Forget the fact that his technical bedazzlement sweeps the field with ease; and forget that the Lahti Symphony under Minnesota Orchestra director Osmo Vanska plays this music with authority and passion; others have done the same. But couple it with sensational sound such as this warhorse has never received, clarity, a rich audio spectrum, and phenomenal dynamic range and warmth that could melt butter when needed, with the collective total mastery of this score and you have a recording for the ages. I read in another review that there is not enough combativeness in some of the snare drum passages, but this is nonsense, and surely a misunderstanding as to what Nielsen does with the snare drum in his music. It is to add a dimension of tension and rhythm, not a call to war, and on this recording everything is just fine. Will I give up Drucker and Dornbusch? Never! But read on, and you will see an even greater reason to acquire this disc with some haste.
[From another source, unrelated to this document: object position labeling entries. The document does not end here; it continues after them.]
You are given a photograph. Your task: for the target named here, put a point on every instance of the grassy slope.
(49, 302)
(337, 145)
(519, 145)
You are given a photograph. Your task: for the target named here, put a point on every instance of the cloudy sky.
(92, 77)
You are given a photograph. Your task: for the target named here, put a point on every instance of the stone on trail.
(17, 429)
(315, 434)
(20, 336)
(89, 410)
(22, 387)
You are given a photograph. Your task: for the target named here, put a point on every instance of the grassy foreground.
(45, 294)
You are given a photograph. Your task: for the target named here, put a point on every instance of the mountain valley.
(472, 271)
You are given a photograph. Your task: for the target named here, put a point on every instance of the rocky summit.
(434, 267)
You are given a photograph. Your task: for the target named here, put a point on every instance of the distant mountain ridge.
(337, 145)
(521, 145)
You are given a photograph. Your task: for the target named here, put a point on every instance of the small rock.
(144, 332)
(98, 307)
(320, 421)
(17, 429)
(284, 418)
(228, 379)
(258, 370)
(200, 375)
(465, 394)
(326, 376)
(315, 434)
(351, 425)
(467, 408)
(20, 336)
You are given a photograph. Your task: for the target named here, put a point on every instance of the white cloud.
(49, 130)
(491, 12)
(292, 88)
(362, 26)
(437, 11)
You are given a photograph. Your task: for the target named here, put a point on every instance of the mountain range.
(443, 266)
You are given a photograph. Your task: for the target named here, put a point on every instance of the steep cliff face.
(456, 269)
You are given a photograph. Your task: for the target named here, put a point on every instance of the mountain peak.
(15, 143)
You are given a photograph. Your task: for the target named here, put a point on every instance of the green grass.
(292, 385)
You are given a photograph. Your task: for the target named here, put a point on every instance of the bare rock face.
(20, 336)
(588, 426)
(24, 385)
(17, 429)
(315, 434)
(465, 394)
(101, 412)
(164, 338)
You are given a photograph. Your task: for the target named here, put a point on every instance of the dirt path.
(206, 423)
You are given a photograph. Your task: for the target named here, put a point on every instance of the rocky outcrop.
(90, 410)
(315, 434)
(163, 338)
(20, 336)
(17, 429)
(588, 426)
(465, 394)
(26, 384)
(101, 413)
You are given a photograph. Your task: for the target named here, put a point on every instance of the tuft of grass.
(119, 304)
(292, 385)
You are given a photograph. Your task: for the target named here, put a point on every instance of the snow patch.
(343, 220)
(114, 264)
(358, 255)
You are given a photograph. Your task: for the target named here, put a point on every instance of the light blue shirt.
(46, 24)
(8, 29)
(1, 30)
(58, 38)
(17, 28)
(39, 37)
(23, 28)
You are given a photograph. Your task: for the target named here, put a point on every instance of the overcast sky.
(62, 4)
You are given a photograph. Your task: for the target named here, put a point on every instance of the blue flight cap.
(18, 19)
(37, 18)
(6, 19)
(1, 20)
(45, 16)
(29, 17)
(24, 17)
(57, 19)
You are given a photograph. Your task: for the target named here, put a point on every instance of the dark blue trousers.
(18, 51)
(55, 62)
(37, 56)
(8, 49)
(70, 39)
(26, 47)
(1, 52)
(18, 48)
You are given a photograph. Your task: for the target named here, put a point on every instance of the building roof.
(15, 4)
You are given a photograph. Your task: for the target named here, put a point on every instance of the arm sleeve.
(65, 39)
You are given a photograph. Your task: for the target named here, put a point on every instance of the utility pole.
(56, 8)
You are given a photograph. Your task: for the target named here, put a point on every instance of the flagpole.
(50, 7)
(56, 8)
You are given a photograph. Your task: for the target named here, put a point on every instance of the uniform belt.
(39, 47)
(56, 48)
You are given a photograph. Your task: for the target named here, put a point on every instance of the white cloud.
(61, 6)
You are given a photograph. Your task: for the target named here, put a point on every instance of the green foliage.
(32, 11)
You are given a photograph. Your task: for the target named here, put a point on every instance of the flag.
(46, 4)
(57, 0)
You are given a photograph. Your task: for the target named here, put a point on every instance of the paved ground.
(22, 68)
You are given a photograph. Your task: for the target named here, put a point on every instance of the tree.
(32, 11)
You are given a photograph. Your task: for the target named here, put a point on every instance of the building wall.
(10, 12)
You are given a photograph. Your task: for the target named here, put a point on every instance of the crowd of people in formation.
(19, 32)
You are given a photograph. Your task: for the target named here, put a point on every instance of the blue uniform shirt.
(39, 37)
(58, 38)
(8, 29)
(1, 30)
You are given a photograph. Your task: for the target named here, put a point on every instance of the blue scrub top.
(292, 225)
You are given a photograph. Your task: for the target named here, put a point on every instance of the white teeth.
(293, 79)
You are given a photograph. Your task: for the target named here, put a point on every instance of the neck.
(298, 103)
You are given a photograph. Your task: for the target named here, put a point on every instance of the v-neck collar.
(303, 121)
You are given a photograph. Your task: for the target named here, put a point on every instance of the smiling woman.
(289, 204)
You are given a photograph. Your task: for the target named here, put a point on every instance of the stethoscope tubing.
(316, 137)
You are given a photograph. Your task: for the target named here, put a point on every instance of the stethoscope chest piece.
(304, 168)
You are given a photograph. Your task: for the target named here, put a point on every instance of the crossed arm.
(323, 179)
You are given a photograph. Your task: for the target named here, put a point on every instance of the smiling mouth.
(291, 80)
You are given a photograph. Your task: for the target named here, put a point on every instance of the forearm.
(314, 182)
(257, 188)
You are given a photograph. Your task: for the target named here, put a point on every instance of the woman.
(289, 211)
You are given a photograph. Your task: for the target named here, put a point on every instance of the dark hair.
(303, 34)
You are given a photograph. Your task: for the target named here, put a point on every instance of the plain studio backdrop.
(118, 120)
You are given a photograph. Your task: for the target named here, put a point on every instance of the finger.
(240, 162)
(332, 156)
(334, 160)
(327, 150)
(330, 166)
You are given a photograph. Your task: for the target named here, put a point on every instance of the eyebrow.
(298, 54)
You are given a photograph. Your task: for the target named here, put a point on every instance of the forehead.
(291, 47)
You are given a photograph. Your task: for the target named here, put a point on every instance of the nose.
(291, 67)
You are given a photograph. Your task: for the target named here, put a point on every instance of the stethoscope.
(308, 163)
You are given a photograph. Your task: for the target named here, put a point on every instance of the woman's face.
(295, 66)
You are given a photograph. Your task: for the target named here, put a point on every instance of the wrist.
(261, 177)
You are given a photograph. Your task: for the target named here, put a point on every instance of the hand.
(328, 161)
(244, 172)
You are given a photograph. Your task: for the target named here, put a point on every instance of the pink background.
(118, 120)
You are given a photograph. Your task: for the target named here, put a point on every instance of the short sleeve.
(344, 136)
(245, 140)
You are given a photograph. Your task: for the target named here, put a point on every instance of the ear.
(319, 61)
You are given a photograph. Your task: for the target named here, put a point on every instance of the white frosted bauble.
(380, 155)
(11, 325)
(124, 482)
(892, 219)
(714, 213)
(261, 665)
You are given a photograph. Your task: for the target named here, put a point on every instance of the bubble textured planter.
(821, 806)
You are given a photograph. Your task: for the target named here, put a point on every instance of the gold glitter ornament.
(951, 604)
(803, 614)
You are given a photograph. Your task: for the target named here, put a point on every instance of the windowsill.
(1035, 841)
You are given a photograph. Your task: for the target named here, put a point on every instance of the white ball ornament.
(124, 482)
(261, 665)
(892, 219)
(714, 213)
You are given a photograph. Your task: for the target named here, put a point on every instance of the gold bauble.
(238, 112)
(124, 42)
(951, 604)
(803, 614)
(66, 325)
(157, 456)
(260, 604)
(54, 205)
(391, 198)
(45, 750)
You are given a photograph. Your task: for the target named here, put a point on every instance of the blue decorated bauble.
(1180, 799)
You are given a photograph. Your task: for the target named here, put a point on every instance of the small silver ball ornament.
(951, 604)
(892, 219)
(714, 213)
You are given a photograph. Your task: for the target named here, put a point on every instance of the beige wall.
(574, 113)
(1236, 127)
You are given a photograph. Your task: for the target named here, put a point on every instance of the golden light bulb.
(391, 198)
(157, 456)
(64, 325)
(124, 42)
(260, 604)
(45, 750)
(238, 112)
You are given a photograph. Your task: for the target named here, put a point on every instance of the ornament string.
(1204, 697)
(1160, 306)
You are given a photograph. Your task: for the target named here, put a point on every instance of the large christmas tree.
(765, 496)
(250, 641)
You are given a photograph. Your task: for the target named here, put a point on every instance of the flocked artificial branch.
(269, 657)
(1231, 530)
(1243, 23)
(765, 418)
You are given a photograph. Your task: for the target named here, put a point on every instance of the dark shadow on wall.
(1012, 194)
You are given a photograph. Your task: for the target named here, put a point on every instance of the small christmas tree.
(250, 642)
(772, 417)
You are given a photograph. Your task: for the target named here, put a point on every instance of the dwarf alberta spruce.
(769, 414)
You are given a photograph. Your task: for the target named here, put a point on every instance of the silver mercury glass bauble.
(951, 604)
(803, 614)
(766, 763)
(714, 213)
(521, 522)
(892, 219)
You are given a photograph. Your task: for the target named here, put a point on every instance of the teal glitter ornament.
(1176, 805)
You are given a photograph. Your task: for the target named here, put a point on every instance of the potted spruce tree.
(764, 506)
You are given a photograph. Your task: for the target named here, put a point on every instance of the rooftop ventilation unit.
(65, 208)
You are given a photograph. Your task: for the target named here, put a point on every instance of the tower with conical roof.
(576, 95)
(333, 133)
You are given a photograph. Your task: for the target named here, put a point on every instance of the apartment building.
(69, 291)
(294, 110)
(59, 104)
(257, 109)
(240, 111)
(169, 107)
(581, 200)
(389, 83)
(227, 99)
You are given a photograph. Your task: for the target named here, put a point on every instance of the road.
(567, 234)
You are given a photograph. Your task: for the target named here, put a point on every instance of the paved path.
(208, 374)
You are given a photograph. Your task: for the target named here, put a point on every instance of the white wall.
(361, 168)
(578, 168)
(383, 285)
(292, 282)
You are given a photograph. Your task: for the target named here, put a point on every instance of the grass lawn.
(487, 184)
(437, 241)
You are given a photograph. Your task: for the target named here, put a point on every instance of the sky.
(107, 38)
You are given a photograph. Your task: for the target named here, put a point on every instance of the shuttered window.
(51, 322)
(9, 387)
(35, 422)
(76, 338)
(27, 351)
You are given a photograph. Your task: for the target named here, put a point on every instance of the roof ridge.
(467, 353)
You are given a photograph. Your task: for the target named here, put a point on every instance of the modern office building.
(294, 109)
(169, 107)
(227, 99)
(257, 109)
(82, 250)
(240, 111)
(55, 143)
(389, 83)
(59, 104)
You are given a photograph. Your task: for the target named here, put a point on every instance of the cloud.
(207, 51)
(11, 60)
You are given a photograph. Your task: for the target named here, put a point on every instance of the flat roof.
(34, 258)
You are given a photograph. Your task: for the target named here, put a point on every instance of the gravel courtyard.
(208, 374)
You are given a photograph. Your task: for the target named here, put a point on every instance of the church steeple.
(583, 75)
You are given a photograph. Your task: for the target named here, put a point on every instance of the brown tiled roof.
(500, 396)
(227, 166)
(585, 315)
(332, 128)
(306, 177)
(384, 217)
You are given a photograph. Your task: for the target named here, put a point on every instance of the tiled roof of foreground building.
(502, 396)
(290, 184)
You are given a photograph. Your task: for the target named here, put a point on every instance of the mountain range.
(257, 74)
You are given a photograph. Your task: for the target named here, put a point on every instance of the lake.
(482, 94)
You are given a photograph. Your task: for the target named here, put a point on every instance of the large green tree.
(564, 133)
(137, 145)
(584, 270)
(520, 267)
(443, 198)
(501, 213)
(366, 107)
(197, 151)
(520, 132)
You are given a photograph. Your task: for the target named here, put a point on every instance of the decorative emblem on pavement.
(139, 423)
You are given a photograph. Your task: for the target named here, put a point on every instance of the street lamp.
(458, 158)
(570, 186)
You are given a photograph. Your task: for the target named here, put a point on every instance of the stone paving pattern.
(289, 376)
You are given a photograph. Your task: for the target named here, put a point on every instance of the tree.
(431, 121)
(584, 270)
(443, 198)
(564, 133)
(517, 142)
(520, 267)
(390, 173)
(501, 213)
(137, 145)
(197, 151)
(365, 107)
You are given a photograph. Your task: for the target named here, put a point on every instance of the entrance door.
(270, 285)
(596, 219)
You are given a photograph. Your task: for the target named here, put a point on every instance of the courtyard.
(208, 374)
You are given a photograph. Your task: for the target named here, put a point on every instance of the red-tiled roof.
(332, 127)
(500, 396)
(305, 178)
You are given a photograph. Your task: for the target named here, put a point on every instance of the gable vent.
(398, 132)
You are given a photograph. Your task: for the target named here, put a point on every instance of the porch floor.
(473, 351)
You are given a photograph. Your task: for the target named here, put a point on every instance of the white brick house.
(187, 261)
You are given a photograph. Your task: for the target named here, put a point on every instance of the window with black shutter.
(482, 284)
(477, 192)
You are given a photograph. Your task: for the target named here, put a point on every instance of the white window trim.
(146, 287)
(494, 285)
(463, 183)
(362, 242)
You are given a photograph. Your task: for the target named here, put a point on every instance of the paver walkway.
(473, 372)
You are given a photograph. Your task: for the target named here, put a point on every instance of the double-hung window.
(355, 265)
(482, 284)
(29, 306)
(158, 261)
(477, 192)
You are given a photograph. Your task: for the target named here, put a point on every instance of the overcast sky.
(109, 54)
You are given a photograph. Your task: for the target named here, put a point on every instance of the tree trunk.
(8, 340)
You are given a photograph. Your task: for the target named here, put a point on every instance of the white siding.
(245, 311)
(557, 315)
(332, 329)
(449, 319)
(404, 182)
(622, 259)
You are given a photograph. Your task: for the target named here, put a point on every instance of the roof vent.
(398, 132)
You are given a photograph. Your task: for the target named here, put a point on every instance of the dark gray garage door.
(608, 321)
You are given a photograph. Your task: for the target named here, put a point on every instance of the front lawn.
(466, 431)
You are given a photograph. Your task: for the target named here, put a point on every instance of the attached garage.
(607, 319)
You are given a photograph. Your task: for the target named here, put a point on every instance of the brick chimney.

Kalevi Aho is a composer that I have been following for years and years, ever since I first heard a Rondo for piano played by him on the late Karl Haas’s radio program Adventures in Good Music. I was stunned by the invention and energy in this work, a rolling eight minutes of high octane that left me breathless. In the intervening years (Aho is now 58, if you can believe it), I have sometimes seen the promise of those early years materialize, and other times not—most often, yes. Here, definitely. This is a concerto that is destined to take its place alongside the Nielsen, and, yes, it is that good. Aho’s music always makes sense. You might not always like what he does with his melodies or sometimes strange and exotic ways with harmony, but you nearly always comprehend what he has done. In this work he falls back into a more traditionalist manner, and the work is full of cordial, gorgeous melodic segments, along with some of the more virtuoso elements (the whole second movement is a cadenza) and some fearlessly dramatic music that alternately has your spirit soaring and reflecting nostalgically. It is a superb composition that needs to be heard by every serious music lover worthy of the name, and I can recommend this excellent recording as easily one of the best we shall hear in 2008.